American politician, attorney, and police officer

John Green is an American politician, attorney, and former deputy sheriff. Green was elected in 2018 as a Republican member of the Idaho House of Representatives from Legislative District 2, Seat B. On January 15, 2020, Green was convicted by a jury in Texas of conspiracy to defraud the United States, a charge that stemmed from helping a wealthy Texas couple hide assets to avoid paying income taxes when Green worked as an attorney there.

Because convicted felons are disqualified from serving in the Idaho Legislature, Green was formally expelled from the legislature on January 16, 2020. He was the first Idaho legislator to ever be expelled.

== Early life and education ==
On February 23, 1959, Green was born in Brooklyn, New York.

In 1977, Green graduated from Texas A&M University's Police Academy. In 1982, Green earned a Bachelor of Science degree in Criminal Justice from the University of Houston. In 1986, Green earned a juris doctor degree from South Texas College of Law.

== Career ==

=== Texas ===
In 1978, Green started his career as a police officer and a deputy sheriff with Harris County Sheriff's Office in Texas, until 1986.

Green was a criminal justice instructor at the University of Houston and San Jacinto College.

In 1993, Green became an attorney and was made General Counsel and Chief Law Enforcement Advisor for the Bill of Rights Institute.

=== Idaho ===
in 2010, Green along with Jack Schroeder ran against incumbent Jim Hammond in the Republican primary, losing with only 37.4% of the vote.

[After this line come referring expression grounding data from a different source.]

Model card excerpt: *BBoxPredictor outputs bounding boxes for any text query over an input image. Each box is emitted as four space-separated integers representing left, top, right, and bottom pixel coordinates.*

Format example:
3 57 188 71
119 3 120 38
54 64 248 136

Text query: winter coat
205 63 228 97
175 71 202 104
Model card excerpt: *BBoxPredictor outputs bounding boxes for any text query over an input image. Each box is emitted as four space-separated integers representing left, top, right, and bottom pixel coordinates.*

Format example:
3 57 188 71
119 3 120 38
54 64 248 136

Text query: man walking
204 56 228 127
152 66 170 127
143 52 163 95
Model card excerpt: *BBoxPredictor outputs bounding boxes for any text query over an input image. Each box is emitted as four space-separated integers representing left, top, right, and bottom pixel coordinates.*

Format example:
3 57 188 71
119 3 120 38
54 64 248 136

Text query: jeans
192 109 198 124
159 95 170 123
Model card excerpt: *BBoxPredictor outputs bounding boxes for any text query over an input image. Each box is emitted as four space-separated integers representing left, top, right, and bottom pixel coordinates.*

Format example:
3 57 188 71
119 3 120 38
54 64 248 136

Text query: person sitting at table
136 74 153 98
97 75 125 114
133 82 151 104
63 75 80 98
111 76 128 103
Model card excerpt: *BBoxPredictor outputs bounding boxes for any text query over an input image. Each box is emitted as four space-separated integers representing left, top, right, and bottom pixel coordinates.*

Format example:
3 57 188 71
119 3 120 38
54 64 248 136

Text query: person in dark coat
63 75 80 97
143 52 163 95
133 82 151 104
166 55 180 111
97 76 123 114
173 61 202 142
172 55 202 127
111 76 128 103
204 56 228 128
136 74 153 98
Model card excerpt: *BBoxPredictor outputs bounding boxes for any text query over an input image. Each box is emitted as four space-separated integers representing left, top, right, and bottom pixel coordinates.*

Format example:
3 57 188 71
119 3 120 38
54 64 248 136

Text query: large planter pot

In 2012, Green sought election as Sheriff of Kootenai County, Idaho, but was defeated by incumbent Ben Wolfinger.

In 2018, Green sought election as a state representative in Idaho, even though he was being tried in Texas on felony charges of conspiracy to defraud the United States government for hiding tax funds of other individuals. On November 6, 2018, Green won the election and became a Republican member of Idaho House of Representatives for District 2, Seat B, defeating Alanna Brooks with 75.1% of the vote. In the midst of the trial, Tim Remington had served in his stead in the legislature.

Green was found guilty of conspiracy, and was subsequently expelled from the Idaho legislature.

He was also found guilty of tax evasion, because according to federal prosecutors he had not filed his own taxes in two decades. He was sentenced to 6 months in prison followed by 3 years on probation, and was fined US$679,501.50.

== Personal life ==
Green and his wife Elizabeth Green live in Rathdrum, Idaho, with their four children.